Low-frequency sonication is known to generate extreme cavitational conditions as compared to high frequency, which could be favorable for better extraction yield under optimum conditions. As low-frequency ultrasound exhibits a stronger sonophysical effect compared to high frequency, the reported data indicated an enhancement in substrate porosity and better mass transfer rate for the frequency range of 20–100 kHz. Dong et al. [8] observed a better yield of salvianolic acid B from Salvia miltiorrhiza root under 28 and 45 kHz frequency as compared to 100 kHz. González- Centeno et al. [80] suggested 40 kHz be the most effective during the extraction of phenolics from grape pomace as compared to 80 and 120 kHz. Comparatively better extraction yield was reported for the frequency range of 20–40 kHz. Overall, even though low frequency has demonstrated better extract yield, but the specific frequency is substrate dependent. Hence, the effect of cavitation on the extraction efficiency depends upon numerous intrinsic characteristics, such as ultrasound frequency, intensity, temperature, HC pressure and the properties of mediums, such as viscosity.

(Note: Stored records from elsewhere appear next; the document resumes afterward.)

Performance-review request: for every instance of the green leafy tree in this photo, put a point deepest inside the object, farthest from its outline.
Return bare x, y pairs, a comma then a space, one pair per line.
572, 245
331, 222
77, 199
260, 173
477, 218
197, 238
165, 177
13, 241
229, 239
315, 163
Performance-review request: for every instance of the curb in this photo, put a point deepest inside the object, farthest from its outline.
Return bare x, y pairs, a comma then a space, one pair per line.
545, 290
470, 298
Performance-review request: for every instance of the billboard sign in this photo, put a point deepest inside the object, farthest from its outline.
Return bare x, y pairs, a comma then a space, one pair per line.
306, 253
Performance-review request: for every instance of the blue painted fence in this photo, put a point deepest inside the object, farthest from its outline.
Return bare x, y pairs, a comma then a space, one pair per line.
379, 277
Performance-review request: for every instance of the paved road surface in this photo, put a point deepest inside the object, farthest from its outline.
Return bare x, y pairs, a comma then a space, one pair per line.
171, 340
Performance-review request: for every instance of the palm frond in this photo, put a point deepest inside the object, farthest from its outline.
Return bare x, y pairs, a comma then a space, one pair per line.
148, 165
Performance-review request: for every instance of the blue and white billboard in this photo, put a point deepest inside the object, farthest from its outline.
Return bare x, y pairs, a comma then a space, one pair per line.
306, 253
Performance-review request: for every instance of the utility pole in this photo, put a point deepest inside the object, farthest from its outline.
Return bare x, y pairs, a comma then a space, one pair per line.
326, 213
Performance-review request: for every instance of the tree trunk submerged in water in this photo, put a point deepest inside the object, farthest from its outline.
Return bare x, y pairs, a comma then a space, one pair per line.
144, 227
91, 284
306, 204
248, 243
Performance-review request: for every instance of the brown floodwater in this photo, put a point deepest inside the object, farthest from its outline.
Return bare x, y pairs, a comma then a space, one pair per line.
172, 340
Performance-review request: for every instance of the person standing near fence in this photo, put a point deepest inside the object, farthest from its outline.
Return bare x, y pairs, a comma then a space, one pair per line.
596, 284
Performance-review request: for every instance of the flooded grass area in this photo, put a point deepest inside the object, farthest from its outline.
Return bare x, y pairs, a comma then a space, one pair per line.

5. Novel Combined Extraction Techniques

The combination of novel extraction technologies has been observed to bring synergistic extraction yield compared to employing individual processes. Considering ultrasound, it can be suitably coupled with microwave (MW), supercritical fluid or enzymes to assist extraction in order to enhance the process efficiency.

5.1. Cavitation and Microwave Assisted Extraction

Two novel promising techniques, such as a microwave (MW) and ultrasound (US) can be combined for better extraction yield and energy efficiency. Microwaves can only be beneficial for selective materials corresponding to the presence of polar components, but the introduction of ultrasound can generate intense agitation and overall modification of the matrix surface. Both extraction techniques can be either operated as single reactor configuration or via two separately connected reactors, which can be operated simultaneously or one by one. The combined US-MW extraction of pectin from Pomelo peels [81], resulted in a 38% recovery within just 33.94 min as compared to 14.25% during only US extraction. Highest pectin yield was obtained for the sequential order of US-MW rather than MW-US treatment, and among the optimized parameters, pH played a significant role in deciding better yield. US-MW extraction has demonstrated to enhance the yield of oligosaccharides by 76.59%, 17.47% and 27.21%, respectively, as well as a substantial decline in the extraction time by 12.18, 8.92, and 1.16 times, respectively, compared to hot water extraction, UAE and MW [82]. Lu et al. [83] reported ionic liquid-based US-MW extraction of anthraquinones from rhubarb, which demonstrated better efficiency as compared to employing individual techniques (ultrasound, microwave, and heat-reflux extraction). The combined US-MW approach exhibited higher efficiency (18.90–24.40%) and shorter extraction time (6 h to 2 min) than individually employing them. Table 3 lists UAE based combined methods for natural products extraction.
Combined NPC-MW was used for the extraction of phenolic compounds (arbutin, hyperin, catechin, epicatechin, chimaphilin) from Pyrola (P. calliantha), following the selection of 1-butyl-3-methylimidazolium tetrafluoroborate as an appropriate extraction solvent [68]. The coupled technique showed higher extraction yield within a shorter duration than MW or NPC alone. Another report on NPC/MW coupled method for the extraction of hyperin and chimaphilin from Pyrola (Pyrola incarnata Fisch.) demonstrated 1.43 and 1.28-folds higher extraction yield than NPC and MW methods respectively [66].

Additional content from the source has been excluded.